I burst out laughing, “Well, I’m sitting here telling you the story, so obviously murder didn’t happen—I wouldn’t have done it if I felt at all unsafe! Do you want to hear how my story ends or not?” It’s anticlimactic, really, other than I had no idea that baby bunnies are so fast and have an astonishing vertical jump—the terrified li’l bun almost launched its own escape up and out of the window well a few times.

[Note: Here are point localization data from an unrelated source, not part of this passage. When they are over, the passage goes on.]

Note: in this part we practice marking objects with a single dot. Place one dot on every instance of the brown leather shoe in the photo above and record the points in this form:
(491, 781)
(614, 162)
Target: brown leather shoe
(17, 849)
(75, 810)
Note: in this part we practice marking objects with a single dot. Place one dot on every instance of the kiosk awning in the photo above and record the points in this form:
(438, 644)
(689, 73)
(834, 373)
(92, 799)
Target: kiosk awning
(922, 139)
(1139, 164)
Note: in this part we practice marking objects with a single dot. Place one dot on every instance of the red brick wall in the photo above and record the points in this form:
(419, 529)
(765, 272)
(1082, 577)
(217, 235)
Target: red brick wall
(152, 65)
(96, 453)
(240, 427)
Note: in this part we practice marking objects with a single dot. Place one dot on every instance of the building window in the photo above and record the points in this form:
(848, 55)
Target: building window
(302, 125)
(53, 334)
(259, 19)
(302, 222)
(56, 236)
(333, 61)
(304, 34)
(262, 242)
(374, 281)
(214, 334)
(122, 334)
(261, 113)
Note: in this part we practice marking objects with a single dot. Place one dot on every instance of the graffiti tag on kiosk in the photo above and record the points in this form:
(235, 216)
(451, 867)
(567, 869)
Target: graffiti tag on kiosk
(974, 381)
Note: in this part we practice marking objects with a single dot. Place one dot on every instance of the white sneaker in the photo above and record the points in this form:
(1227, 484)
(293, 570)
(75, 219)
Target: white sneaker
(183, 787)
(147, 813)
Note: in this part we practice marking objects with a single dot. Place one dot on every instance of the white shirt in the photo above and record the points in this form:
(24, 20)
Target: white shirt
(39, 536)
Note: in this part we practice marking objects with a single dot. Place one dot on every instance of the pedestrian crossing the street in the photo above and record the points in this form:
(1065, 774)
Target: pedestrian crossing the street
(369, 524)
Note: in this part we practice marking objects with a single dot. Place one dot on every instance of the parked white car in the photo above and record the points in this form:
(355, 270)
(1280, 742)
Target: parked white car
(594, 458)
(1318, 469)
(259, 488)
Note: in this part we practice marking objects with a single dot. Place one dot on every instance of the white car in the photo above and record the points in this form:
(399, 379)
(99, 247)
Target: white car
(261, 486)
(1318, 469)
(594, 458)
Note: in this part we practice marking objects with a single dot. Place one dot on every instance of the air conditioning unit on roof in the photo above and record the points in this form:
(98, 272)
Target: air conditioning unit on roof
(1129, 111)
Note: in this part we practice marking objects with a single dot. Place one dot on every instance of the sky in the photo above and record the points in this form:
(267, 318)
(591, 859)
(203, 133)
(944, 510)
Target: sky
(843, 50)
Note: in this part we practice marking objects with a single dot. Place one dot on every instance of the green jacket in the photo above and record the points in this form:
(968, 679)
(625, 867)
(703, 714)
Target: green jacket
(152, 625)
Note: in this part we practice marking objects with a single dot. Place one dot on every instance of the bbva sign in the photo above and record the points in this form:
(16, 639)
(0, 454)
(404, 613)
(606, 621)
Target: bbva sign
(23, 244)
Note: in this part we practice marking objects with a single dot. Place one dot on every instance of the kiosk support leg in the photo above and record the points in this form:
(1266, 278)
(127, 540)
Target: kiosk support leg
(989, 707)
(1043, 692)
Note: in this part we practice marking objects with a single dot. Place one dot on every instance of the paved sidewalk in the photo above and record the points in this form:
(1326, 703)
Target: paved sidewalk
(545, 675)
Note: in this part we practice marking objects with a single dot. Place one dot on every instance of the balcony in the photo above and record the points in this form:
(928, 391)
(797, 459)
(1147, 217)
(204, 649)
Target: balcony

After several failed attempts, I finally caught it in a dish towel and released it back into the hostas.
I climbed out of the window well, unscathed, shook hands with the seller, sanitized my mitts in the car, then headed for home, happy in the knowledge that Craigslist is still a source of strange joy for me. In these challenging days of covid-19 and righteous revolution, most of us are trying to stay as safe as we can, while staying as connected as we can, helping each other whenever we can, however we can. Keep on keepin’ on, y’all. And don’t forget about Craigslist for all your household, yard, creative and thrill-seeking needs. xo.